La imagen y las personas ciegas
¿Qué sucede entonces en la mente
de quienes no vemos?, ¿cómo se construyen las imágenes cuando no se ve?, es la
pregunta que subyace cuando las personas con vista nos preguntan a las que no
vemos acerca de cómo soñamos, aunque no aparezca formulada de esta manera.

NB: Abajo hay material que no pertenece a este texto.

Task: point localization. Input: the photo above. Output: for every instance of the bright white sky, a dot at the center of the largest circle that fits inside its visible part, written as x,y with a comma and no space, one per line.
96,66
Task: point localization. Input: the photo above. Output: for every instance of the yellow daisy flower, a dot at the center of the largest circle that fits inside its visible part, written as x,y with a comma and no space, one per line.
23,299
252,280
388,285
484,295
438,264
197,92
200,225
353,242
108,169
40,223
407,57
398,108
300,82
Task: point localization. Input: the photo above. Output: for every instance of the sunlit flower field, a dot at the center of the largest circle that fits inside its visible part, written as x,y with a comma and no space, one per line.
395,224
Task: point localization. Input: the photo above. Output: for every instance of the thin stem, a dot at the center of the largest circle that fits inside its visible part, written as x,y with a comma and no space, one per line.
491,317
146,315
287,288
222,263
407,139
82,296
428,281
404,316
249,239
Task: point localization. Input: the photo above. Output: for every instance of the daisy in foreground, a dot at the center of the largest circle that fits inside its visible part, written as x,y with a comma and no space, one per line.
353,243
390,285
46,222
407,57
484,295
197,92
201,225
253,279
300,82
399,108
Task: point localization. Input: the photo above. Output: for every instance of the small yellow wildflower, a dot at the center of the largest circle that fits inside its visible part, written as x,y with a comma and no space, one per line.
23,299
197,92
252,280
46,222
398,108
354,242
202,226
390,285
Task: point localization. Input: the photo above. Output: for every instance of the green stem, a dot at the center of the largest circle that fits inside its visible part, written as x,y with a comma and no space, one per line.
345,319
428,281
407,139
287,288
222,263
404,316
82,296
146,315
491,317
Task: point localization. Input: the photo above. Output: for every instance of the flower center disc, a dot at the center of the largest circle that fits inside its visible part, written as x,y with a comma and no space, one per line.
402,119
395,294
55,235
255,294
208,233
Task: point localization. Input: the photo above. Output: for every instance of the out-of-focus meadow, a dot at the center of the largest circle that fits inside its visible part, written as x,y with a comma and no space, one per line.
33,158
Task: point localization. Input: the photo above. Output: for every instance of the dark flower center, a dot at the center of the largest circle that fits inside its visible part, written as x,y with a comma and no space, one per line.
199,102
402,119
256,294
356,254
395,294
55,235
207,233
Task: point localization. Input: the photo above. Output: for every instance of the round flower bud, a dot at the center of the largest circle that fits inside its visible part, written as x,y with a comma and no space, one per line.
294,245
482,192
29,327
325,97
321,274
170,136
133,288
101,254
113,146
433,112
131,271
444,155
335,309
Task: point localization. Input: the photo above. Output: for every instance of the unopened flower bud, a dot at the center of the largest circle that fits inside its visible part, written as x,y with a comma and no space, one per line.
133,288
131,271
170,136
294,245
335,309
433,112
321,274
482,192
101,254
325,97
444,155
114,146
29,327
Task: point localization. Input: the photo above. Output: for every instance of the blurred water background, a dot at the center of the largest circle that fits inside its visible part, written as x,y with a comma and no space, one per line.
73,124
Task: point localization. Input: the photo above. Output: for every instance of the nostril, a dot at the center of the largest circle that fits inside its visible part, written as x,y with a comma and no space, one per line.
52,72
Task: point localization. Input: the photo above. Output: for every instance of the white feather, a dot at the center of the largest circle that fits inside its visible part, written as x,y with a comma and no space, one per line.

Nótese un indicio fehaciente de la connotación visual que se le da al concepto
de imagen, cuando todos, viendo o no, tenemos imágenes mentales a partir de lo
que percibimos.
Habiendo visto yo misma hasta mis
ocho años de edad, me resulta un universo fascinante y un mundo de preguntas y
desafíos hacerme una idea de cómo se construyen las imágenes en la mente de
quienes no han visto desde muy pequeños.
Es por eso que no me es posible
asegurar que el proceso de desarrollo simbólico se dé de la misma manera en
personas que han visto que en las que no, pero sí creo que de hecho, el proceso
se da.
La imagen, el símbolo
Es sabido que a lo largo de
nuestra evolución, el ser humano fue asignando sentido y significado a las
imágenes que se iba conformando del mundo o entorno que percibía, y al hacerlo,
las imágenes ya no fueron sólo una representación mental de la realidad
externa, sino un continente de esos significados y sentidos. Esto será por
tanto, lo que llamaremos símbolo, y que prescinde notoriamente de que el ser
humano que lo construye vea o no vea, sino del sentido y significado que éste
le asigne a la imagen de lo percibido.
El sabor nutricio de la
imagen-símbolo
Será entonces, la carga de
significado y de sentido que cada uno coloque en una imagen, lo que le dará la
connotación, o, si se quiere, el gusto que esta imagen nos deje.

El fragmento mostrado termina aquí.